Deficit vs Strength Assessment
The medical model fails in education and psychological treatment settings. Cognitive and emotional problems don’t conform to physical difficulties where an observable defect can be found, and then repaired or replaced. This is why your supervisor complains when you write “depression” on the problem statement of a mental health TP. Depression is not a disease diagnosis that implies a specific treatment. People are not automobiles where broken parts are diagnosed and replaced. Your supervisor expects to see a TP for a depressed person listing specific behaviors that suggest depression in an observable and measurable way; e.g. Problem #1:
Client is sleeping 12 hours per day, four more than usual.

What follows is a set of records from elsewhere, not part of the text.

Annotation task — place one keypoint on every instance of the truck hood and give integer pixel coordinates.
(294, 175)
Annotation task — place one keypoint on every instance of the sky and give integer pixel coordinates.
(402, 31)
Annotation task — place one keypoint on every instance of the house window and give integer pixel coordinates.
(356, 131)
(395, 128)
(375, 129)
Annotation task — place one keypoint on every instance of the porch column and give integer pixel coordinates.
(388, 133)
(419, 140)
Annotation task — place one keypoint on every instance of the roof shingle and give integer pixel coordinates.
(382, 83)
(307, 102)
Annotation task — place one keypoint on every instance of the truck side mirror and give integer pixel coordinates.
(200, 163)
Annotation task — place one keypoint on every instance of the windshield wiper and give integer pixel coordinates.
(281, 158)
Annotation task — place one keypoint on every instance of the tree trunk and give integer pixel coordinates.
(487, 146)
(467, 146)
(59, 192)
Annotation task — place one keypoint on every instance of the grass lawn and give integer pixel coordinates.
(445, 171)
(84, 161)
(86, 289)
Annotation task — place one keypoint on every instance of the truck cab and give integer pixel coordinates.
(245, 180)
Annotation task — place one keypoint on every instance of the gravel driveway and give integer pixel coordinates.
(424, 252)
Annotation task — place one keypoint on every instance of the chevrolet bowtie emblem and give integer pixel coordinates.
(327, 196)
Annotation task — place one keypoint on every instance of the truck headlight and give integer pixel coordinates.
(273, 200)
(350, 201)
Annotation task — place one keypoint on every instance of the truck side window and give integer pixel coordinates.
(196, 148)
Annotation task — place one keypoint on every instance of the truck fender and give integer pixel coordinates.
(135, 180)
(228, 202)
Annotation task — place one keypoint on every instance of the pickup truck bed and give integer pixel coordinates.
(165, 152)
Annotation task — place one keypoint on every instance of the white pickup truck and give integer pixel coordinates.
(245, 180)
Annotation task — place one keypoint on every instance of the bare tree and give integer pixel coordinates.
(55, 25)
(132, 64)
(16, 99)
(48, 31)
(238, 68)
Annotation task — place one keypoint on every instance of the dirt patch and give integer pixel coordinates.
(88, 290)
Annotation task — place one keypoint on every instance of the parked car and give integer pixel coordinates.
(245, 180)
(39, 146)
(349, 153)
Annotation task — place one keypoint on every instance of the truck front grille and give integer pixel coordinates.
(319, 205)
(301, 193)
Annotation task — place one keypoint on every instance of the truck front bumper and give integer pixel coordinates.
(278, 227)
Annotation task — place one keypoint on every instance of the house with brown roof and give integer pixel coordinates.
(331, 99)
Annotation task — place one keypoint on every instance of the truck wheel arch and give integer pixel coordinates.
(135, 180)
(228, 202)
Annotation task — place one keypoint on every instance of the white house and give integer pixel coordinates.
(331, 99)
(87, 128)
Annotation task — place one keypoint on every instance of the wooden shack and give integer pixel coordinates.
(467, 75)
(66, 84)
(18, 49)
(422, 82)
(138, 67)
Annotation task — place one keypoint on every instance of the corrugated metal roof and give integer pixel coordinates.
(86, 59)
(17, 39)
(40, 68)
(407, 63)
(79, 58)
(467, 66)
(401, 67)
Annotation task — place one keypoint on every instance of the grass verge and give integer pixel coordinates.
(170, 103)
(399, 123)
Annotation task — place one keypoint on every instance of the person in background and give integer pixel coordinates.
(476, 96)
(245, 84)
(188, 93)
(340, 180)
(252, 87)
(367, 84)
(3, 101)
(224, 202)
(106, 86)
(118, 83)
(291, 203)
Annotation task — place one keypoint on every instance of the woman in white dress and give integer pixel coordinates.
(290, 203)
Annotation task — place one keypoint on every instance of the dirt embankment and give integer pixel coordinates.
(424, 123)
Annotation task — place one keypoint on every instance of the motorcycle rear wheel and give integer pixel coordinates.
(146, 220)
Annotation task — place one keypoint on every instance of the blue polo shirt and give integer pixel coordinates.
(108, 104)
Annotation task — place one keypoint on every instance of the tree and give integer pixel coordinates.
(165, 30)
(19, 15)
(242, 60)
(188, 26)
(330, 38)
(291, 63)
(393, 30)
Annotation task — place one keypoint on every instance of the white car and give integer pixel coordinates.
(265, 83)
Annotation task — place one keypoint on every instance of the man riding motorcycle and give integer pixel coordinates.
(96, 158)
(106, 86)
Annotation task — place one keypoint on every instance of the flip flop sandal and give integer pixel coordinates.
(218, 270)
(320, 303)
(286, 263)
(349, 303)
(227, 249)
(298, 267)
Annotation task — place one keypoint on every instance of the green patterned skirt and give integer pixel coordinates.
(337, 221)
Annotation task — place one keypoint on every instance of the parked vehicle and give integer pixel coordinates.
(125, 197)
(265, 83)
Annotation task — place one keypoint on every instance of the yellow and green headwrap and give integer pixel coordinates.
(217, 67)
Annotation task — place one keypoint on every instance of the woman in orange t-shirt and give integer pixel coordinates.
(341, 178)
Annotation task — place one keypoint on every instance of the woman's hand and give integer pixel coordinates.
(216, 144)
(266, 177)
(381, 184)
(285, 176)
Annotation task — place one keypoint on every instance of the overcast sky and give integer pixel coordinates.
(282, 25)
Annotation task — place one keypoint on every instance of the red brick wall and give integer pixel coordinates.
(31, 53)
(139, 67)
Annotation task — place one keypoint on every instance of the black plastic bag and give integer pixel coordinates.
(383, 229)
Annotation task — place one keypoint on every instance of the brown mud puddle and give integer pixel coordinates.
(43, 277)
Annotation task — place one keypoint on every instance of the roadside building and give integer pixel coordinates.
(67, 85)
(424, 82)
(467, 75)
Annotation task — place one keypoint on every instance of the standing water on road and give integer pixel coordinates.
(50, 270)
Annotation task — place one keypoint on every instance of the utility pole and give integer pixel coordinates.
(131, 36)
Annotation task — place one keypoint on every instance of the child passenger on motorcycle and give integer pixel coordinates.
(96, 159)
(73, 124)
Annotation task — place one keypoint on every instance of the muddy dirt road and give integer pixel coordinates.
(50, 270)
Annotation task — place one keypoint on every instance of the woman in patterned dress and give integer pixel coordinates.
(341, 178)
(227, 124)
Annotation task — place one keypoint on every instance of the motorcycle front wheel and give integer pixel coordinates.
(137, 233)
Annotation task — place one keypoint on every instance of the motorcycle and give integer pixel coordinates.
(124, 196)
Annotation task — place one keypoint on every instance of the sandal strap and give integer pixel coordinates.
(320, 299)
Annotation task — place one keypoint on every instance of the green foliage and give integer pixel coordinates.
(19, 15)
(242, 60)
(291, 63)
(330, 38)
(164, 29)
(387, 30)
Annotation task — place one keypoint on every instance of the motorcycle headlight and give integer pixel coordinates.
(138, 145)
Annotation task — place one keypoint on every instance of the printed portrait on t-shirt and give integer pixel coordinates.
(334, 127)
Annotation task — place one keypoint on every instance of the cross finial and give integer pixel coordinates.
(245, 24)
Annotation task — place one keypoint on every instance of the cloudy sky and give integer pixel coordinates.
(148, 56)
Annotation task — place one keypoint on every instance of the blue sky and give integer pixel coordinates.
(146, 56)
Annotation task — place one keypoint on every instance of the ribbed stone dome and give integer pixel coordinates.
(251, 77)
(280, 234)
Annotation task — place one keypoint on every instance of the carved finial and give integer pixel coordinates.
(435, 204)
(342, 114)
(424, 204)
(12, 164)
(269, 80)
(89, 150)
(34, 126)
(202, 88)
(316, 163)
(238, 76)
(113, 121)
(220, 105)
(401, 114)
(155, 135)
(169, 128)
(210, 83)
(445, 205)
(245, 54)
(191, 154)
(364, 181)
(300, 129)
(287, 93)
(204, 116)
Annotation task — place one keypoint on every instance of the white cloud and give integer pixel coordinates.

Now we have a problem statement that can be addressed, treated and measured as it improves or worsens; e.g., Plan #1: Re-establish use of client’s CPAP machine at least 5/7 nights per wife’s report, and note time of awakening in a daily diary for the next week. This could fall under a measurable TP objective; Goal #1: Client will awaken and rise after ≤8 hours, five night out of seven after treatment has occurred for a set period, like two weeks. If the objective is not met, then the Plan needs to be revised and tried again.

The take-away here is to be thoughtful as to why you test a person. In this writer’s decades of experience with LD kids, he has found it useful to look for strengths rather than deficits or weaknesses, to design a
Treatment Plan. Explain to the football coach that his low reading grades are due to a learning difference (sadly, often called a learning “disability”) and as it is not due to poor effort, he shouldn’t be thrown of the team due to getting “D’s” on his report card.

If the objective is to improve reading comprehension to grade level, offer him reading subject matter of high interest – low readability, to get him to practice and enjoy reading for content rather than phonics. Play to his interests (strengths) by giving him reading regard his interests (e.g., football). Set him up as a volunteer with younger kids, helping them learn the alphabet to enhance his confidence. We have no “cures” in psychology, but we can enhance the natural learning capacity in people through motivation, exposure to practice and encouragement. Write your treatment plan (recommendations in a report) focusing on the strengths you find, rather than attempting to treat deficits. Acknowledge the deficits/weaknesses for diagnosing medical sign, symptoms and problems, as you must, to get paid via medical insurance which requires a medical model. But, use a motivational model based on strengths and interests, not a medical model, to guide your recommendations.
We have a disease care, not a health care, system in the US. Consider the definition of “patient” vs. “client.” The archaic meaning of “patient” refers to a sufferer or victim. It implies a person who suffers while showing fortitude (patience) as they undergo medical care. Now consider the definition of a “client” who is a person who seeks advice and guidance from a professional. Which would you rather have – patients or clients – in your practice? The attempt to apply a medical model in mental health creates the perception that patients seek to repair their mental health in treatment; i.e. regain happiness. However, mental health clinicians don’t treat/repair people, instead they help their clients develop better, realistic coping strategies to manage problems in their lives.